Non-document data is, quite frankly, the hardest to work with. Consider an address book, or a BibTeX bibliography manager. You might have multiple individual address books, or multiple bibliography documents, but ultimately you want the data in these address books or bibliographies to be linked. If your friend and coworker changes their phone, you want the phone number updated in both your personal and work contact lists. If you find a typo in a bibliography entry, you want to fix the typo in all of your manuscripts. Decentralization is critical.

This in turn makes it hard to share data without running into the security concerns I discussed last week. Logical groupings of entries are one way to manage access control, and specialized interface widgets are another. What it also means is that to be efficient, the filesystem has to operate on a sub-document granularity.

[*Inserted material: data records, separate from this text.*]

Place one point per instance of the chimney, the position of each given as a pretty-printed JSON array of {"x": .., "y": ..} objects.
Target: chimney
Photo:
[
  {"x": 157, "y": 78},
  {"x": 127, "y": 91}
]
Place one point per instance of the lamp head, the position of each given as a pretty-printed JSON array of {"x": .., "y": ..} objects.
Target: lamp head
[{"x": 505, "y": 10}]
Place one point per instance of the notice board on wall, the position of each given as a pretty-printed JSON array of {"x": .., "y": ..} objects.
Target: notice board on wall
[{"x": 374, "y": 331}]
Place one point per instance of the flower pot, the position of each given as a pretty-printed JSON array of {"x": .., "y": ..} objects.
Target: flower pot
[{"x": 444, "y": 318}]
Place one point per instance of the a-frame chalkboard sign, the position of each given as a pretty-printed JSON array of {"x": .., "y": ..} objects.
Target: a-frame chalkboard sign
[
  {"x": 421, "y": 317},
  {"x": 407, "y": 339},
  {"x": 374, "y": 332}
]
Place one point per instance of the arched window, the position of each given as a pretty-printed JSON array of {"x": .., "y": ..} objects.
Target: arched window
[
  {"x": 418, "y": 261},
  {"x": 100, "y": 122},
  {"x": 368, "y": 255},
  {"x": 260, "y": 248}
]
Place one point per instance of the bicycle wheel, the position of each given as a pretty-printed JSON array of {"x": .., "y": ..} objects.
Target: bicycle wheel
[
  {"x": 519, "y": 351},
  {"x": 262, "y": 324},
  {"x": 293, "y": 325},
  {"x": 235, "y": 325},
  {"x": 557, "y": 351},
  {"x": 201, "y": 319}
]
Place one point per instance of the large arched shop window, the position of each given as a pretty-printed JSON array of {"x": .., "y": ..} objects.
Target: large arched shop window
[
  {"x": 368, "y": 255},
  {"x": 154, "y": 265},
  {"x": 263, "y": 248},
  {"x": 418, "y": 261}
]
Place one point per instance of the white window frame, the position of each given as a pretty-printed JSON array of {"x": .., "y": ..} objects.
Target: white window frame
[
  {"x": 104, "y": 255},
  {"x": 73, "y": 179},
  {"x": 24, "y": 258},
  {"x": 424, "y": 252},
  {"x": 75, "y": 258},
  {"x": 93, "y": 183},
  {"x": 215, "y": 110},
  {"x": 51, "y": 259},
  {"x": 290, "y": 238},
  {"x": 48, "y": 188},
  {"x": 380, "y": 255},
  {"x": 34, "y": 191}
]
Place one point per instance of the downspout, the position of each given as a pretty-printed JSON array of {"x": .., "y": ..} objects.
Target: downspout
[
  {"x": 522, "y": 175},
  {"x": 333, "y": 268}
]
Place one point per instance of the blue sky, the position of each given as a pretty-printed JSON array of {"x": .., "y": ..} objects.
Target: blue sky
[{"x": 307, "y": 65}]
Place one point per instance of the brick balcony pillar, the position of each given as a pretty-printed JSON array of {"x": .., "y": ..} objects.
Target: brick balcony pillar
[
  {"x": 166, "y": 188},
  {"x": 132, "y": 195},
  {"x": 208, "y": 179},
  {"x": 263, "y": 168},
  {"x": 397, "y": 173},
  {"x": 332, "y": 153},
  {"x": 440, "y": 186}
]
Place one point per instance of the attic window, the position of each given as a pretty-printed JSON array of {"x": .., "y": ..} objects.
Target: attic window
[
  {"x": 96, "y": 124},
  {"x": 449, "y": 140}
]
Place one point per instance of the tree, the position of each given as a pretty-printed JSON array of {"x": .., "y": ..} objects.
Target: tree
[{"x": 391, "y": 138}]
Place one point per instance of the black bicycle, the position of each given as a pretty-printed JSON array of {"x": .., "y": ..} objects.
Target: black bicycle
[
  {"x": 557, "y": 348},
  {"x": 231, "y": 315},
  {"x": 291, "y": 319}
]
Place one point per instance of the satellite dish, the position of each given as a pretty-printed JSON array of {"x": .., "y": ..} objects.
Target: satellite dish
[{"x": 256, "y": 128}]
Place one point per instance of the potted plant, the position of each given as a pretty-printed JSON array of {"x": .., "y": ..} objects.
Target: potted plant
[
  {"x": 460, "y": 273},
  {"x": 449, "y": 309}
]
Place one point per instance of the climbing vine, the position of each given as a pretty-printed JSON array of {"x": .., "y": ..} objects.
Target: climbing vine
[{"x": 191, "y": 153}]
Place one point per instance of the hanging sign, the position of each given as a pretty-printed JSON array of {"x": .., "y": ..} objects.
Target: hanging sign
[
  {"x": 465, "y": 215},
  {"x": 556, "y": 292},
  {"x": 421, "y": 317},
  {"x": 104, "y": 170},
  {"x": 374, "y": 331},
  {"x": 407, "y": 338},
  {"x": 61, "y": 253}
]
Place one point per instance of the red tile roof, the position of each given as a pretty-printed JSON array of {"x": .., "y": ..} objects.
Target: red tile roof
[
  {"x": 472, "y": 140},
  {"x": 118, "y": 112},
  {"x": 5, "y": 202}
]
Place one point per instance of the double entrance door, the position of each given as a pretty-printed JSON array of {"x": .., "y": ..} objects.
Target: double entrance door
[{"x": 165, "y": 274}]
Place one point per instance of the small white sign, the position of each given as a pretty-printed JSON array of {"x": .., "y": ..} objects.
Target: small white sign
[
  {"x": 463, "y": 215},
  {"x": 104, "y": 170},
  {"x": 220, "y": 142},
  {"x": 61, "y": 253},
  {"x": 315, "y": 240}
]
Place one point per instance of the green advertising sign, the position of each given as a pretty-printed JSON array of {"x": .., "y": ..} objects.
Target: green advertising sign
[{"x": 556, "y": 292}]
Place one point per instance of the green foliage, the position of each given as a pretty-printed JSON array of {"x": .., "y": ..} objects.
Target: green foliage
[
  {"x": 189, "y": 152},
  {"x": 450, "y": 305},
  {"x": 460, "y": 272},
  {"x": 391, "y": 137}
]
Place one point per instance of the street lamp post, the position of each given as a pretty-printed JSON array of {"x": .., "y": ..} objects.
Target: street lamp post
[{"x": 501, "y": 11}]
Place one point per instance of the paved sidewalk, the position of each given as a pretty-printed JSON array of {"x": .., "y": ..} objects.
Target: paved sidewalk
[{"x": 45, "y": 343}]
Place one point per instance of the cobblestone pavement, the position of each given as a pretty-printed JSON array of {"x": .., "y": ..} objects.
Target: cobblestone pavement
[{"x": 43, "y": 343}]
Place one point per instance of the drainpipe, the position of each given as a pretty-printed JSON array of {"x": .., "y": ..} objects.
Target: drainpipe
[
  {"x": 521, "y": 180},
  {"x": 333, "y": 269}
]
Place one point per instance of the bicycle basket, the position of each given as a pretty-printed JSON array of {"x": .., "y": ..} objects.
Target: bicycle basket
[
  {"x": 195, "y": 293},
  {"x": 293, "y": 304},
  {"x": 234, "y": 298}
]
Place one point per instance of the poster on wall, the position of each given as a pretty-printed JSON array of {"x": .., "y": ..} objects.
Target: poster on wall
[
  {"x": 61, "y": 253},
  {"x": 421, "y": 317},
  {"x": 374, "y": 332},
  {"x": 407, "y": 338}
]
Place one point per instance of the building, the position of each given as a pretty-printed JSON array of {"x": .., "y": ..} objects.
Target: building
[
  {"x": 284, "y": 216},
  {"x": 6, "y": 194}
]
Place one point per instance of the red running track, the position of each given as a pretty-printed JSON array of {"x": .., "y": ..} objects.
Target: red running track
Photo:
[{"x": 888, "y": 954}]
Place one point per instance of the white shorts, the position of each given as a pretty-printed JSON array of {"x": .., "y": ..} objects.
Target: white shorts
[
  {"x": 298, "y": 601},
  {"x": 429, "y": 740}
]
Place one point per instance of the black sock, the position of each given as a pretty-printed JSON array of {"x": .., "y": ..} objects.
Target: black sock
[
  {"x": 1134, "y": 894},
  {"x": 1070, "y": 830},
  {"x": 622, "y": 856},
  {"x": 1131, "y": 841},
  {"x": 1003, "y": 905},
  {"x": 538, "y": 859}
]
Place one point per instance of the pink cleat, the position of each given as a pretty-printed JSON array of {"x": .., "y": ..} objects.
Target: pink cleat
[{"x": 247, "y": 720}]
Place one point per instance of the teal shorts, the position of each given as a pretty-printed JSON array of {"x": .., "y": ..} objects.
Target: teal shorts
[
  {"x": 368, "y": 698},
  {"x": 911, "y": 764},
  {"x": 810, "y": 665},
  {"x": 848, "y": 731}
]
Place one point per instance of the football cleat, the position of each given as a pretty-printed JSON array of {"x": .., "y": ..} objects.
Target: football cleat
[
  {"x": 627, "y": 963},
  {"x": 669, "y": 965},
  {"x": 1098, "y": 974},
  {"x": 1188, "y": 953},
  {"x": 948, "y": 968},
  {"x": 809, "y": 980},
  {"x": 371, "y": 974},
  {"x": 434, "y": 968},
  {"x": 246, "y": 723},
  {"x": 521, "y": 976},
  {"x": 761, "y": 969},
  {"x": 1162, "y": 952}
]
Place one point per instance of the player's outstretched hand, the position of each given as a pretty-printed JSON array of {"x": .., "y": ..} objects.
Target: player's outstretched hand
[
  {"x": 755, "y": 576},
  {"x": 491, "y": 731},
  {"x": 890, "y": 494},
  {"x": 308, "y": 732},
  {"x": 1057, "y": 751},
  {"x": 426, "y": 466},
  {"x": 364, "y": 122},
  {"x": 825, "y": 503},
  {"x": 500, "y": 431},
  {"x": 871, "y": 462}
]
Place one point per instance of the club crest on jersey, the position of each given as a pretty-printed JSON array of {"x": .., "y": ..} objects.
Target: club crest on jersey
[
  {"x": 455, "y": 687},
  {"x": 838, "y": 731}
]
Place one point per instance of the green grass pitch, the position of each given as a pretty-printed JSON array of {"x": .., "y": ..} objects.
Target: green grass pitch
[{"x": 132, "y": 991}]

For example, the HFS filesystem featured a quaint little idea called a resource fork. In addition to the normal notion of a file as a sequence of bits (the data fork), each file also had a structured component. The structured component contained lots of bits of data (resources), each individually addressable. Moreover, there were standardized ways of accessing these bits of data. For example, you could have a collection of icons in one file. The operating system provided primitives that allowed any application to get into that file and access each of those icons as needed. More recently, OSX's notion of Packages or Bundles achieves a similar end. Applications are conceptually a single file, but have structured contents in standardized formats such as graphical data or XML/plist.

In short, it is extremely helpful if the filesystem supports (securely) being able to drill down into data from other applications, no matter how it's structured.

Well, that's it for this thread. On to new and wonderful things next week. Happy Holidays, and qoSraj QI'lop jaj ghubDaQ.